— Я всё же думаю, что то. Во что бы то ни стало, говорила ты мне, не взирая кто погибнет на пути. Это единственные условия на которых я работаю. Что-либо иное допускает недопонимание. — Морвеер выглядел отчасти озадаченным, отчасти развлекающимся. — Я осведомлён, что некоторым натурам претит убийство оптом, но я определённо не предвидел, что ты, Монцкарро Муркатто, Талинская Змея, Мясник Каприла будешь одной из них. Не стоит беспокоится из-за денег. За Мофиса ты заплатишь десять тысяч, как мы и договаривались. Остальные — беспла…
— Вопрос не в деньгах, болван!
— Тогда в чём вопрос? Я взял на себя часть работы, как и было тобой поручено и добился успеха, в чём же здесь моя вина?
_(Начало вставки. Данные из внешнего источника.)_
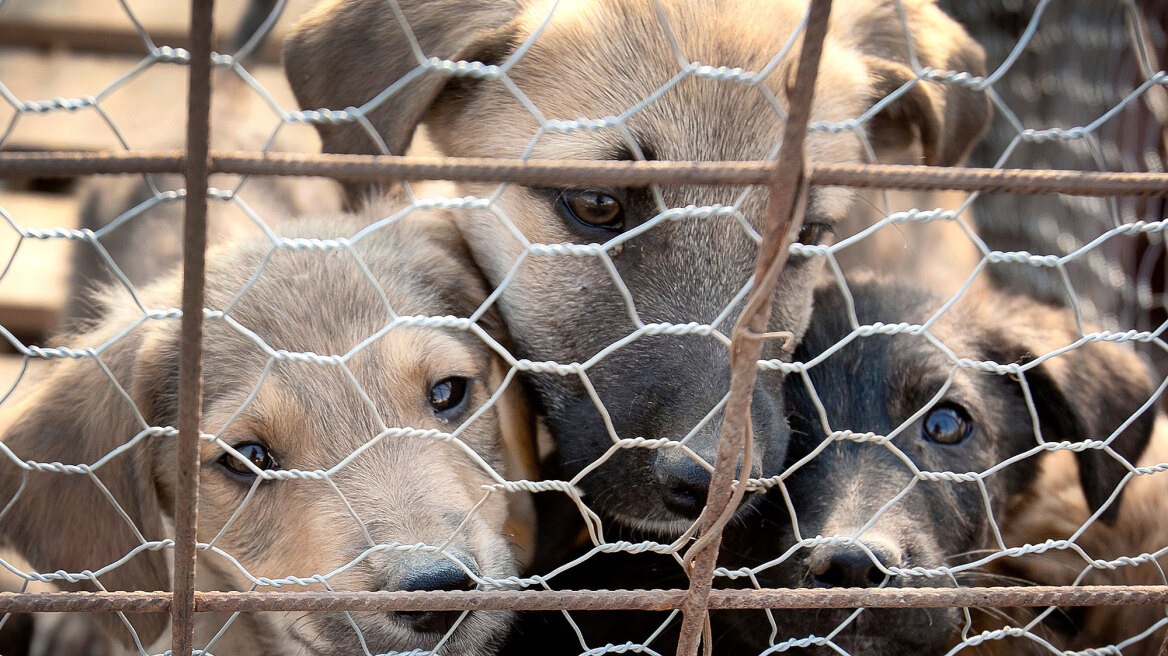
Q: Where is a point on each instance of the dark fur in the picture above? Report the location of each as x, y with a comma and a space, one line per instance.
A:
599, 58
876, 384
Ты говоришь, что совсем не имела в виду такого результата и не берёшь на себя ответственность за эту работу, так в чём же здесь твоя вина? Очевидно, ответственность свалилась не на нас, а между нами, совсем как дерьмо с задницы нищего, да прямиком в открытый погреб, навсегда исчезнув с глаз и не создавая никому никаких дальнейших неудобств. Неудачное недопонимание, можем же мы так назвать? Несчастный случай? Как будто внезапно налетел ветер и упало огромное дерево и накрыло в том месте всех букашек и раздавило… их… насмерть!
— Ррраздавило, — прощебетала Дэй.
— Если тебя донимает совесть…
Монза ощутила прилив гнева, рука в перчатке до боли крепко сжала ножны, искривлённые кости смещаясь хрустели. — Совесть это отмазка, чтобы ничего не делать. А я про разумное использование ситуации. Отныне мы сойдёмся на одном покойнике за один раз.
— Точно сойдёмся?
Она неожиданно шагнула вглубь комнаты и отравитель попятился, встревоженно переводя глаза на её меч и обратно. — Не испытывай меня. Даже не пробуй. Один труп… за один раз… я сказала.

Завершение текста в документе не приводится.